In 2017, there is a well-meaning temptation to make every piece of writing political. The potential criticism of restaurants who create needlessly expensive dishes is very obvious—as is the criticism of the elites who might buy these meals. You and I both already know they can probably be accused of finding new ways to use rare fish eggs while Rome burns, but is that really interesting to read about? If a restaurant wants to do a stunt where they create a ridiculously luxurious pizza, I’d like to know if it’s even any good. Besides, Bodega Negra’s chef, Michael Armstrong, told me that two shots of Patrón Burdeos tequila are used in the preparation of the ingredients, and that shots of Burdeos go for something like $185 each. So really, if you think about that way, it’s a steal.

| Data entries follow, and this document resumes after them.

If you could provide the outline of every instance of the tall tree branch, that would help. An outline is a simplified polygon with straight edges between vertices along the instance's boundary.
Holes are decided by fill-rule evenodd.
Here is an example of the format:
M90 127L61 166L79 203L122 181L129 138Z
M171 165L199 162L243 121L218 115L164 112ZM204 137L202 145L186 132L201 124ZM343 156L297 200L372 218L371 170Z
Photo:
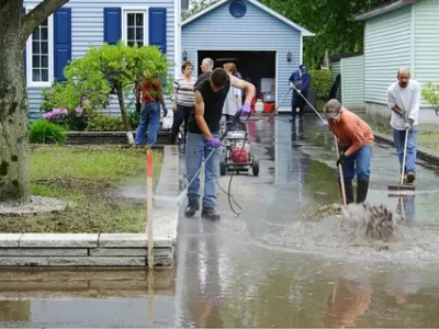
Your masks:
M53 12L63 7L69 0L44 0L31 10L22 20L21 43L24 47L31 33L44 22Z

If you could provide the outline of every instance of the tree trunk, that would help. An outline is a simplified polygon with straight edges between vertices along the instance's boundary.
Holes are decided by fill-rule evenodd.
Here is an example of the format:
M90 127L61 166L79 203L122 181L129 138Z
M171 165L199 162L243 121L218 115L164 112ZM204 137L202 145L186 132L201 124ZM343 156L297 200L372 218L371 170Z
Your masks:
M0 5L0 202L30 202L21 1Z
M128 116L126 115L125 101L121 86L116 87L116 94L117 94L119 107L121 109L122 122L125 127L126 137L128 138L128 144L134 145L134 137Z

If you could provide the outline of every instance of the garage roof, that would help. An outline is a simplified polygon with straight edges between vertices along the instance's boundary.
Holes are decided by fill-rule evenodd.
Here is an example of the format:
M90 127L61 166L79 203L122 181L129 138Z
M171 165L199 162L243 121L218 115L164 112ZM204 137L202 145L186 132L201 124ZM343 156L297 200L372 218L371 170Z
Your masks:
M181 22L181 26L184 26L184 25L195 21L196 19L203 16L204 14L209 13L210 11L214 10L215 8L218 8L219 5L222 5L228 1L230 1L230 0L219 0L215 3L213 3L212 5L209 5L207 8L203 9L202 11L198 12L196 14L194 14L194 15L190 16L189 19L184 20L183 22ZM290 25L291 27L299 30L300 32L302 32L303 36L314 36L315 35L315 33L312 33L308 30L302 27L301 25L297 25L296 23L290 21L285 16L281 15L280 13L275 12L274 10L268 8L267 5L260 3L257 0L246 0L246 1L258 7L259 9L263 10L264 12L271 14L272 16L277 18L278 20L284 22L285 24Z

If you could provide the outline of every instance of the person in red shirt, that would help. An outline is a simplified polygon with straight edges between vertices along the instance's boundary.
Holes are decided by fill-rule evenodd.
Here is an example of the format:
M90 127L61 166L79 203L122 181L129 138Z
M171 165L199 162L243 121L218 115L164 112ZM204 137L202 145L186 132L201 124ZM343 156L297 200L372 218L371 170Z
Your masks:
M324 113L329 129L338 138L341 155L336 164L342 166L346 201L353 202L352 179L357 173L357 203L364 202L371 174L370 162L374 141L372 129L335 99L325 104Z
M164 116L167 115L164 91L158 78L148 78L138 83L136 102L140 103L140 121L138 123L135 145L142 146L148 129L148 145L155 145L160 126L160 105L164 107Z

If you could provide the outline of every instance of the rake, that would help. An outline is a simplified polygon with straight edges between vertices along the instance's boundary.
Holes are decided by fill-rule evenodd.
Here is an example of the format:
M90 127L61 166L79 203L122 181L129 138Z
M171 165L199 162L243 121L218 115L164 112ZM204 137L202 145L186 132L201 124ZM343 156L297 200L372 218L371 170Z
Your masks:
M393 191L389 196L402 196L404 194L410 195L415 192L415 185L404 184L404 174L405 174L405 161L407 155L407 137L408 137L408 128L405 129L405 141L404 141L404 157L403 157L403 170L401 171L401 181L399 184L391 184L389 185L389 190Z

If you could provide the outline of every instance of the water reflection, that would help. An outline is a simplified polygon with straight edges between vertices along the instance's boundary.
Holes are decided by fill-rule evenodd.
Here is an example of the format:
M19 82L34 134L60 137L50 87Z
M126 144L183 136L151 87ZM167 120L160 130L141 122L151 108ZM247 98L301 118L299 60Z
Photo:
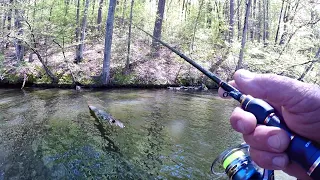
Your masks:
M96 121L87 102L121 120ZM212 179L242 138L213 93L0 89L1 179Z

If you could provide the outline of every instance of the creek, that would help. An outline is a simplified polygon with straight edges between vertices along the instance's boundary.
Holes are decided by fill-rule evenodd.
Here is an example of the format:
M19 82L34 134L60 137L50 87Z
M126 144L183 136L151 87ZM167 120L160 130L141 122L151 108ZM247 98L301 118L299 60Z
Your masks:
M88 101L125 128L99 123ZM216 92L0 89L0 180L214 179L215 157L243 142L236 105Z

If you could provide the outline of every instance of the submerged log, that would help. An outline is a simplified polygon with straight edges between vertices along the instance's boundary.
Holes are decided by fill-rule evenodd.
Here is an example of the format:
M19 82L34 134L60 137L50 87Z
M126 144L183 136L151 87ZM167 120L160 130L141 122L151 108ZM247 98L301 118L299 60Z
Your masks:
M180 86L180 87L171 87L169 86L167 89L169 90L175 90L175 91L180 91L180 90L194 90L194 91L207 91L208 88L206 85L202 84L200 86Z
M95 106L92 105L88 105L89 109L90 109L90 113L93 117L95 117L96 119L98 119L101 122L107 121L109 122L110 125L113 126L119 126L120 128L124 128L125 126L123 125L122 122L120 122L119 120L115 119L114 117L112 117L110 114L108 114L107 112L98 109Z

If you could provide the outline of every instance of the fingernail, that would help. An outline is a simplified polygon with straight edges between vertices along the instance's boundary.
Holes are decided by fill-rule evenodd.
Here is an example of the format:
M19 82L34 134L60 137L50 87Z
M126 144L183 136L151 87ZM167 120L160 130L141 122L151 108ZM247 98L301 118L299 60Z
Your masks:
M280 142L279 136L273 135L273 136L269 137L268 144L273 149L280 149L281 142Z
M240 74L240 77L242 79L248 80L248 79L252 79L254 77L254 74L252 72L250 72L250 71L242 70L241 74Z
M244 132L244 125L241 121L237 122L237 127L240 132Z
M283 168L285 163L286 160L284 159L284 157L275 157L272 159L272 164L279 168Z

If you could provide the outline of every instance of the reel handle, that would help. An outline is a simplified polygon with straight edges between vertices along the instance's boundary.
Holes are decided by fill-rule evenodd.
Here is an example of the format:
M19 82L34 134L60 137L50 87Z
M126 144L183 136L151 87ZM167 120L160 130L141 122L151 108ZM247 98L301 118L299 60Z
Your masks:
M285 130L291 139L286 150L289 159L300 164L313 179L320 179L320 148L316 143L292 133L284 121L276 116L274 108L264 100L242 95L240 103L242 109L256 117L258 124Z

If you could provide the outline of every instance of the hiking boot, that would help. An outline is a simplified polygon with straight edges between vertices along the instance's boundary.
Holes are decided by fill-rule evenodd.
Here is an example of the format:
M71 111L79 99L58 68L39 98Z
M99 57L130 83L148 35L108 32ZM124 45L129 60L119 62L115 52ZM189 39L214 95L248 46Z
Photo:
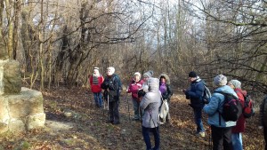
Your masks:
M140 121L138 118L133 118L133 121Z
M199 132L196 135L197 137L205 138L205 132Z
M120 123L119 122L112 122L112 124L115 124L115 125L119 124L119 123Z

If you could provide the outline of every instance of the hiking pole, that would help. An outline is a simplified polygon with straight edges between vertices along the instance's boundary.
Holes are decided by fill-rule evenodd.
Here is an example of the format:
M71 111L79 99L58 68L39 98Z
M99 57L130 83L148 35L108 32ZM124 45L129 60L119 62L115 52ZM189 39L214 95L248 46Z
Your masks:
M130 107L129 107L129 99L128 99L128 93L126 93L125 99L127 99L127 105L128 105L128 114L129 114L129 121L131 120L130 118Z
M107 104L107 106L108 106L108 122L109 121L109 94L108 94L108 104Z

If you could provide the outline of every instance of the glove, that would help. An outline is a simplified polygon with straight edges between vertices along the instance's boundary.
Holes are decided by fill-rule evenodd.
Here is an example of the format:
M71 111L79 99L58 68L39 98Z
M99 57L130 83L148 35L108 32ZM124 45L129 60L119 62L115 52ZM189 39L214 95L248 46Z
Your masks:
M107 87L107 86L109 86L109 82L104 82L104 85Z

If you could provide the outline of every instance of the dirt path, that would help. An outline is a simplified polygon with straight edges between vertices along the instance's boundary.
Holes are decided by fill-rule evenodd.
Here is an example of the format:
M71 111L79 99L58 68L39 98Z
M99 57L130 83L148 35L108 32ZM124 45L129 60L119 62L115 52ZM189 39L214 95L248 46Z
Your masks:
M129 120L129 113L131 118L134 114L130 96L122 94L119 107L121 123L113 125L106 122L107 112L96 108L91 92L88 94L85 91L85 88L61 87L43 91L45 127L1 136L0 150L144 150L141 122ZM183 95L176 93L172 97L170 111L172 125L166 124L159 128L161 150L208 149L208 136L200 138L194 135L192 110ZM66 113L71 115L66 116ZM208 133L206 121L206 116L204 116ZM255 122L255 118L250 119L247 132L243 134L247 150L263 149L263 138L262 132L256 130ZM251 137L249 140L248 136Z

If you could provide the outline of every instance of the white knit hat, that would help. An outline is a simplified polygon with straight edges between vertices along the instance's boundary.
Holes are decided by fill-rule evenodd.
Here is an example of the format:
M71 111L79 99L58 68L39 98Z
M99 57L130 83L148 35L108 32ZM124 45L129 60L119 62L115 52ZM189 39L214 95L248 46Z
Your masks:
M152 77L153 76L154 72L152 70L150 70L146 73L143 74L143 76L147 76L147 77Z
M218 75L214 78L214 83L216 86L222 86L227 84L227 77L224 76L223 75Z
M134 76L135 76L135 75L138 75L139 78L141 78L141 74L140 74L139 72L134 73Z
M115 73L115 68L113 67L108 67L108 69L107 69L108 71L109 71L109 75L112 75L114 73Z
M239 80L231 80L231 83L235 88L241 89L241 83Z

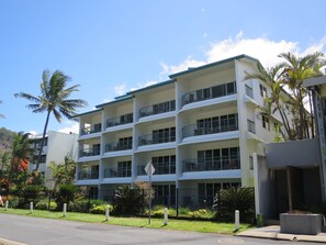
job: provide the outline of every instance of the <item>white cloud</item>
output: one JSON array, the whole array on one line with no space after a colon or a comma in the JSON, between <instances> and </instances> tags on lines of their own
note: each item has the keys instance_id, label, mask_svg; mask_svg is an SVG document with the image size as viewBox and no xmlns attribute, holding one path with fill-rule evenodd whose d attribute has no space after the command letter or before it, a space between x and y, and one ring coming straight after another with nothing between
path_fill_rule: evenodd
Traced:
<instances>
[{"instance_id":1,"label":"white cloud","mask_svg":"<svg viewBox=\"0 0 326 245\"><path fill-rule=\"evenodd\" d=\"M71 133L78 134L79 133L79 123L72 122L72 125L63 127L63 129L58 130L58 132L66 133L66 134L69 134L71 132Z\"/></svg>"},{"instance_id":2,"label":"white cloud","mask_svg":"<svg viewBox=\"0 0 326 245\"><path fill-rule=\"evenodd\" d=\"M282 59L278 57L280 53L291 52L295 55L306 55L316 51L323 52L325 46L326 36L319 42L307 46L303 52L300 52L300 44L297 42L284 40L272 41L266 36L246 38L244 32L239 31L234 38L228 37L226 40L211 43L209 51L203 52L205 57L204 60L198 60L189 56L179 65L161 63L162 71L160 76L169 76L171 74L187 70L189 67L198 67L241 54L257 58L265 67L270 67L282 62Z\"/></svg>"},{"instance_id":3,"label":"white cloud","mask_svg":"<svg viewBox=\"0 0 326 245\"><path fill-rule=\"evenodd\" d=\"M29 134L31 134L32 136L35 136L35 135L37 135L37 132L36 131L34 131L34 130L31 130L30 132L27 132Z\"/></svg>"},{"instance_id":4,"label":"white cloud","mask_svg":"<svg viewBox=\"0 0 326 245\"><path fill-rule=\"evenodd\" d=\"M126 83L125 82L122 82L120 85L116 85L116 86L114 86L113 90L114 90L114 93L115 94L123 96L127 91Z\"/></svg>"},{"instance_id":5,"label":"white cloud","mask_svg":"<svg viewBox=\"0 0 326 245\"><path fill-rule=\"evenodd\" d=\"M145 88L151 85L156 85L158 81L146 81L145 83L137 83L137 87L131 88L131 91L140 89L140 88Z\"/></svg>"}]
</instances>

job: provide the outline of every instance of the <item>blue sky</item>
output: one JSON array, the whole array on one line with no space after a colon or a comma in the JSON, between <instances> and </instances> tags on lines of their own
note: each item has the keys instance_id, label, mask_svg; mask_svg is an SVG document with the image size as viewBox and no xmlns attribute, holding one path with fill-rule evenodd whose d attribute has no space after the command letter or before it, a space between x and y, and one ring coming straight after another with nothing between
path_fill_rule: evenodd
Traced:
<instances>
[{"instance_id":1,"label":"blue sky","mask_svg":"<svg viewBox=\"0 0 326 245\"><path fill-rule=\"evenodd\" d=\"M247 54L270 66L281 52L325 52L326 1L1 0L0 127L41 133L15 92L40 93L44 69L80 85L94 105L168 75ZM76 130L50 119L49 130Z\"/></svg>"}]
</instances>

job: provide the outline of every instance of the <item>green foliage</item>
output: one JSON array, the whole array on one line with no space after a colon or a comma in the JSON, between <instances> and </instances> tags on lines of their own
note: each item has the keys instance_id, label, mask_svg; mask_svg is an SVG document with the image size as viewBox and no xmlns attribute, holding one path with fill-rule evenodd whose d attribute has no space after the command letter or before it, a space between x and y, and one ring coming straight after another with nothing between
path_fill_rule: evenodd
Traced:
<instances>
[{"instance_id":1,"label":"green foliage","mask_svg":"<svg viewBox=\"0 0 326 245\"><path fill-rule=\"evenodd\" d=\"M48 202L46 202L46 201L37 202L36 205L35 205L35 209L37 209L37 210L47 210L48 209ZM57 209L57 203L52 201L49 203L49 210L54 211L56 209Z\"/></svg>"},{"instance_id":2,"label":"green foliage","mask_svg":"<svg viewBox=\"0 0 326 245\"><path fill-rule=\"evenodd\" d=\"M41 199L42 191L44 191L44 186L35 186L35 185L25 186L21 193L22 199L20 199L20 205L25 205L26 203L30 203L30 202L35 203L37 200Z\"/></svg>"},{"instance_id":3,"label":"green foliage","mask_svg":"<svg viewBox=\"0 0 326 245\"><path fill-rule=\"evenodd\" d=\"M74 185L61 185L56 196L56 203L58 209L63 209L64 203L69 203L74 201L75 193L78 191L78 188Z\"/></svg>"},{"instance_id":4,"label":"green foliage","mask_svg":"<svg viewBox=\"0 0 326 245\"><path fill-rule=\"evenodd\" d=\"M111 212L113 210L111 204L102 204L91 208L90 213L105 214L106 205L109 205L109 211Z\"/></svg>"},{"instance_id":5,"label":"green foliage","mask_svg":"<svg viewBox=\"0 0 326 245\"><path fill-rule=\"evenodd\" d=\"M32 96L25 92L15 93L16 98L23 98L32 103L27 105L33 113L46 112L46 120L41 141L41 148L38 159L36 162L36 170L41 162L41 154L43 152L45 134L49 121L49 115L53 113L58 122L61 122L63 116L71 119L76 115L76 109L87 105L87 102L80 99L69 99L72 92L78 91L79 85L68 87L70 78L60 70L50 74L49 70L44 70L42 75L42 83L40 85L40 96Z\"/></svg>"},{"instance_id":6,"label":"green foliage","mask_svg":"<svg viewBox=\"0 0 326 245\"><path fill-rule=\"evenodd\" d=\"M119 187L114 196L114 213L138 214L144 208L144 197L138 188L132 189L130 186Z\"/></svg>"},{"instance_id":7,"label":"green foliage","mask_svg":"<svg viewBox=\"0 0 326 245\"><path fill-rule=\"evenodd\" d=\"M70 159L69 157L65 157L65 162L63 164L56 165L55 162L49 164L49 169L52 170L52 177L55 181L54 190L57 186L74 183L75 171L76 171L76 162Z\"/></svg>"},{"instance_id":8,"label":"green foliage","mask_svg":"<svg viewBox=\"0 0 326 245\"><path fill-rule=\"evenodd\" d=\"M240 212L241 221L251 222L255 215L254 188L228 188L217 193L214 198L214 208L217 209L217 218L225 221L234 220L234 212Z\"/></svg>"}]
</instances>

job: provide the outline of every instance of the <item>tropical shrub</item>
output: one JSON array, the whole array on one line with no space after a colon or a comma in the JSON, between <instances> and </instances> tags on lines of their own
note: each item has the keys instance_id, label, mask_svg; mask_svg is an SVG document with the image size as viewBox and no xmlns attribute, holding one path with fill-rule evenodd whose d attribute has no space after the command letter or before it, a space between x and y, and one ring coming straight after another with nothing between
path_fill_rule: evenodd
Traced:
<instances>
[{"instance_id":1,"label":"tropical shrub","mask_svg":"<svg viewBox=\"0 0 326 245\"><path fill-rule=\"evenodd\" d=\"M114 209L116 214L139 214L144 208L144 197L140 189L121 186L114 194Z\"/></svg>"},{"instance_id":2,"label":"tropical shrub","mask_svg":"<svg viewBox=\"0 0 326 245\"><path fill-rule=\"evenodd\" d=\"M224 221L233 221L235 210L240 212L240 220L252 222L255 216L255 191L251 187L228 188L221 190L214 198L217 218Z\"/></svg>"},{"instance_id":3,"label":"tropical shrub","mask_svg":"<svg viewBox=\"0 0 326 245\"><path fill-rule=\"evenodd\" d=\"M48 202L46 202L46 201L37 202L36 205L35 205L35 209L47 210L48 209ZM54 211L56 209L57 209L57 203L49 202L49 210Z\"/></svg>"},{"instance_id":4,"label":"tropical shrub","mask_svg":"<svg viewBox=\"0 0 326 245\"><path fill-rule=\"evenodd\" d=\"M109 205L109 211L111 212L113 210L113 207L111 204L101 204L101 205L95 205L91 208L90 213L105 214L105 210L108 205Z\"/></svg>"},{"instance_id":5,"label":"tropical shrub","mask_svg":"<svg viewBox=\"0 0 326 245\"><path fill-rule=\"evenodd\" d=\"M70 183L61 185L56 194L56 203L58 205L57 208L61 210L64 207L64 203L67 203L69 208L69 203L74 201L75 193L77 192L77 190L78 188L74 185L70 185Z\"/></svg>"}]
</instances>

Before I could figure out how it tastes, though, I had to figure out how to eat it. I’m pretty neutral on the fork vs. fold debate, but this pizza didn’t present an obvious option. The thin crust (imagine a crunchier open-faced quesadilla) didn’t lend itself to prongs but also lacked the integrity for a fold. Eventually I settled for a precarious fork + fold method that I’m sure looked silly to the waitstaff. Do you know that scene in Manhattan where Woody Allen brings a tray of cocaine to his face and accidentally sneezes? That’s how I felt trying not to spill caviar and lobster down my front.
The chef told me that he started with truffle and caviar because they’re expensive, then experimented with other ingredients. Sometimes the various flavors (mango and caviar, for example) didn’t really make sense together, and it was here that I remembered this pizza is less a pizza than a vehicle for rare and expensive toppings. Still, it’s not like anything was ever less than fine. I should cop to having extremely limited experience with truffle and caviar; on the pizza they didn’t really taste like much, but I think that’s the point? The lobster tasted like lobster, which is good. The tequila was mostly present in the crema. Again, I don’t know if Cuervo would have been any worse than Patrón, but it had a nice smokiness that went well with the avocado. The cheese and the tomato were probably unnecessary, but then I guess it wouldn’t have been pizza without them.
Ultimately, and unsurprisingly, the $500 pizza is pretty good. Is it worth $500? Obviously not. But how could it be? And really, that’s probably not the point. The restaurant told me that they haven’t actually sold any of the pizzas yet, though a few customers have reserved them (the pizzas must be ordered two days in advance). Eventually a few paying customers will buy it, and they will like it, and they will be happy to tell their friends that they spent $500 on a pizza, and I guess that's the point.